The Chancellor of the Exchequer has been seen wiping away tears during Margaret Thatcher's funeral.
The Bishop of London told an anecdote from Baroness Thatcher's time as prime minister and George Osborne was seen shedding a tear before wiping it away and laughing with David Cameron and the rest of the congregation.
The Bishop of London stepped aside from the political controversy surrounding Baroness Thatcher the politician as he delivered the address at her funeral service in St Paul's.
The Right Reverend Richard Chartres said: "After the storm of a life led in the heat of political controversy, there is a great calm.
"The storm of conflicting opinions centres on the Mrs Thatcher who became a symbolic figure - even an ism.
"Today the remains of the real Margaret Hilda Thatcher are here at her funeral service."
"Lying here, she is one of us, subject to the common destiny of all human beings."
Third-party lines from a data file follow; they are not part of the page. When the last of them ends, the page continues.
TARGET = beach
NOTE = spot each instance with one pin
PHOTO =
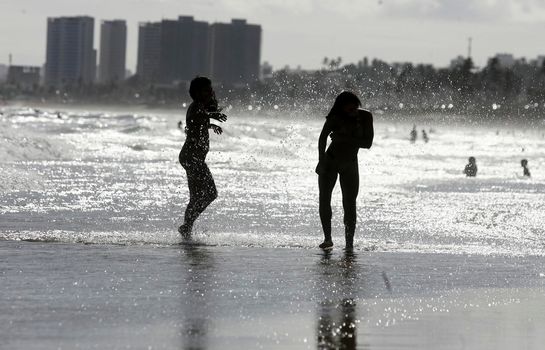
(69, 296)
(91, 259)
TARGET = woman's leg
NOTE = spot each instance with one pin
(202, 192)
(326, 183)
(350, 185)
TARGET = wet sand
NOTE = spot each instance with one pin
(68, 296)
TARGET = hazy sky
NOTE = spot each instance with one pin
(302, 32)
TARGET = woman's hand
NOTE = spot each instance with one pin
(320, 168)
(217, 129)
(218, 116)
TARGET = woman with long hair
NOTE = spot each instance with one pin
(202, 188)
(350, 128)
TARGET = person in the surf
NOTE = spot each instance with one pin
(413, 135)
(350, 128)
(202, 189)
(524, 165)
(425, 136)
(471, 168)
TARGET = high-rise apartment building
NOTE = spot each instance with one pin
(235, 52)
(149, 51)
(184, 49)
(70, 56)
(113, 47)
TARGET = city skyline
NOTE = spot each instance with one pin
(296, 34)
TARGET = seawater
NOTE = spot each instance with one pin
(113, 177)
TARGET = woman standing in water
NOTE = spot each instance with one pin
(350, 128)
(202, 189)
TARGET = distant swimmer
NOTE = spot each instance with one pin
(350, 128)
(471, 168)
(414, 134)
(524, 165)
(202, 189)
(425, 136)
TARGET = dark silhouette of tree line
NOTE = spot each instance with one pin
(402, 88)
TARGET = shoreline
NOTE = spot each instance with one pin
(70, 296)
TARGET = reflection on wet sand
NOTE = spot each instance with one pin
(336, 326)
(196, 323)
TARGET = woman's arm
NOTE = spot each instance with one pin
(322, 141)
(368, 132)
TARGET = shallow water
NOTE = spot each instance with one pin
(98, 177)
(69, 296)
(441, 261)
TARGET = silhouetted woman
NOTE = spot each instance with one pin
(350, 128)
(202, 189)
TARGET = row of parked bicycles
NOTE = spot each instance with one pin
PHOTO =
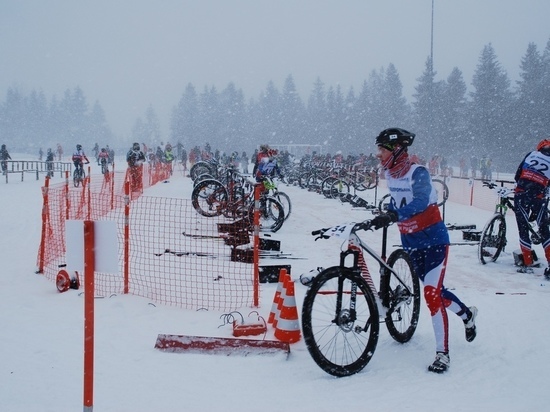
(223, 190)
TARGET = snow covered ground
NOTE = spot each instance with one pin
(41, 351)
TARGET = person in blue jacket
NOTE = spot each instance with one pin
(424, 236)
(530, 200)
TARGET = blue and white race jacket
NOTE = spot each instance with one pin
(533, 174)
(415, 200)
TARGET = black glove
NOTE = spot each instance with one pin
(384, 219)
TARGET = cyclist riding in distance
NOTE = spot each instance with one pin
(532, 180)
(424, 236)
(103, 156)
(79, 156)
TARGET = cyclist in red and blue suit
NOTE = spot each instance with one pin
(424, 236)
(530, 202)
(79, 157)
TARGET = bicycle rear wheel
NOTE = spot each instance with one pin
(272, 214)
(340, 321)
(77, 177)
(442, 191)
(492, 240)
(403, 301)
(209, 198)
(284, 199)
(339, 188)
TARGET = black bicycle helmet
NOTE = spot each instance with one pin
(388, 138)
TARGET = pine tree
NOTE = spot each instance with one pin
(490, 110)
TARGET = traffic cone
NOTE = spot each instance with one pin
(277, 297)
(288, 327)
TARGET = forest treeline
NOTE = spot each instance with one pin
(496, 119)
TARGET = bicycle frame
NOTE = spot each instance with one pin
(355, 247)
(342, 309)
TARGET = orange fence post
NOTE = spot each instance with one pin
(45, 215)
(89, 293)
(126, 256)
(256, 281)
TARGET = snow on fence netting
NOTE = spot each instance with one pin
(167, 251)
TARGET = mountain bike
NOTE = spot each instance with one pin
(342, 308)
(79, 175)
(211, 198)
(492, 240)
(104, 166)
(282, 197)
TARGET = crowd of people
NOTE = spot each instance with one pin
(413, 204)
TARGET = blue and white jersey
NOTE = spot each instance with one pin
(415, 200)
(533, 174)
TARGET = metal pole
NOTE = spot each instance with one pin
(432, 41)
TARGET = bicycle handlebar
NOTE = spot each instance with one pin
(365, 225)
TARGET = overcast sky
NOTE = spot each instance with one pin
(133, 53)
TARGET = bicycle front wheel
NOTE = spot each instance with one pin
(209, 198)
(403, 299)
(77, 178)
(340, 321)
(284, 199)
(272, 214)
(492, 240)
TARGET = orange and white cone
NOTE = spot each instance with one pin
(273, 315)
(288, 326)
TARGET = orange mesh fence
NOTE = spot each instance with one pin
(167, 251)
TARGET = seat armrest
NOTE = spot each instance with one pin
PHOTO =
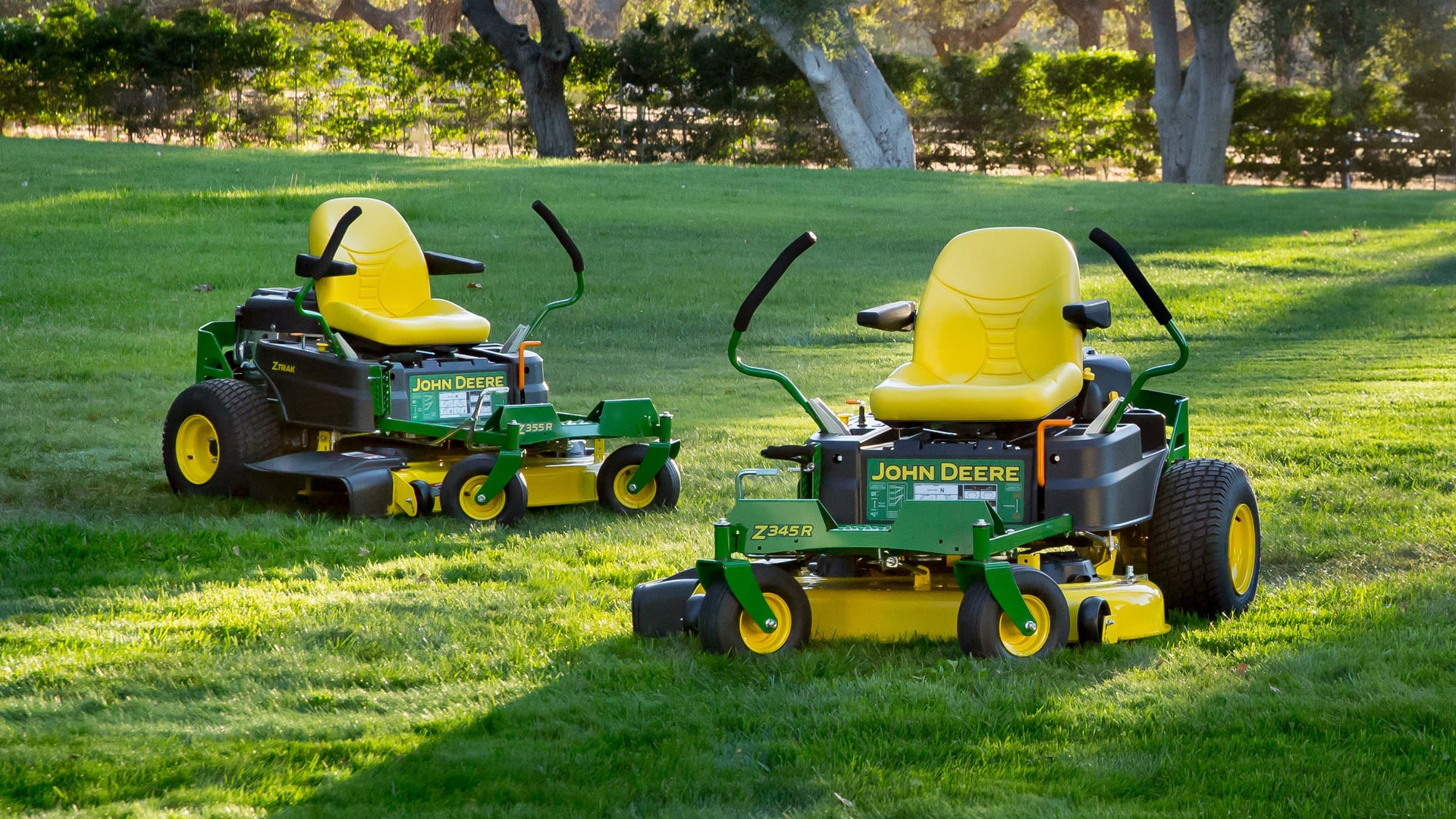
(444, 264)
(1085, 315)
(308, 267)
(896, 316)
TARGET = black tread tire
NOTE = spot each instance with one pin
(1188, 537)
(977, 623)
(249, 428)
(1092, 614)
(669, 482)
(718, 618)
(471, 466)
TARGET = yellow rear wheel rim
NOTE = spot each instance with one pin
(1021, 645)
(762, 642)
(1242, 548)
(197, 449)
(488, 510)
(632, 500)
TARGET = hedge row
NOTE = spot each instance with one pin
(661, 93)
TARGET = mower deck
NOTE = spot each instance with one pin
(897, 608)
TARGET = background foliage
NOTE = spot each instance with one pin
(667, 93)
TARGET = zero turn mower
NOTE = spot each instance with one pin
(1006, 487)
(364, 391)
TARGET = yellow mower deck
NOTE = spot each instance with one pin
(896, 608)
(549, 482)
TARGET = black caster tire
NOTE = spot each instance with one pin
(1203, 542)
(617, 472)
(465, 480)
(984, 630)
(213, 431)
(726, 629)
(1092, 615)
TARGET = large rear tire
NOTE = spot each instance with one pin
(1203, 542)
(213, 431)
(984, 630)
(726, 629)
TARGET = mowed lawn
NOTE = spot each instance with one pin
(168, 657)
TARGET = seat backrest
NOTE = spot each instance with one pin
(992, 309)
(392, 278)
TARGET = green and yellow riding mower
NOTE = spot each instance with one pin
(360, 390)
(1008, 487)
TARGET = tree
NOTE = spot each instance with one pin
(960, 27)
(1194, 114)
(865, 115)
(541, 64)
(1087, 15)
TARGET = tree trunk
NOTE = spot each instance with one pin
(1194, 117)
(1133, 25)
(861, 110)
(539, 66)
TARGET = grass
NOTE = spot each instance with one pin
(168, 657)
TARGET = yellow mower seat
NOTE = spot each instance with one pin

He added: "There is an important place for debating policies and legacy; for assessing the impact of political decisions on the everyday lives of individuals and communities.
"Parliament held a frank debate last week - but here and today is neither the time nor the place."
The carriage made its way at a pace of 70 steps per minute down The Strand, Temple Bar, Fleet Street and Ludgate Hill to St Paul's. The wheels of the 1.5-ton carriage had been changed from steel to rubber so it runs more quietly on the road.
The Band of Her Majesty's Royal Marines Portsmouth led the procession, striking eight bass drum beats to set the pace and playing funeral marches by Beethoven, Mendelssohn and Chopin.
The route was lined by members of all three services in full ceremonial day dress, officers wearing black armbands, with colours draped and rifle muzzles pointed downwards towards the ground as a mark of respect.
More than 4,000 police officers were on duty to ensure security amid heightened fears of a terror attack sparked by the bombing of the Boston marathon in the US.
As the procession moved forward, a gun salute was fired at one-minute intervals. Among the three 105mm light guns operated by the Honourable Artillery Company were two used in the Falklands, which were last fired in anger at Goose Green and the final assault on Port Stanley.
The eight pall-bearers who carried the casket into the Cathedral were drawn from Army units, Royal Navy ships and RAF stations with links to the Falklands war, commanded by Major Nick Mott of the Welsh Guards who served in the 1982 conflict.
Lady Thatcher's grandchildren Michael and Amanda walked ahead of the coffin as it entered the cathedral, carrying cushions bearing the insignia of the Order of the Garter and Order of Merit, which were laid on the altar.
Members of the armed forces, in full ceremonial dress, took their places outside St Paul's Cathedral ready for the arrival of the coffin from St Clement Danes.
Lining the steps of St Paul's were members of all three services as well as 16 Chelsea Pensioners.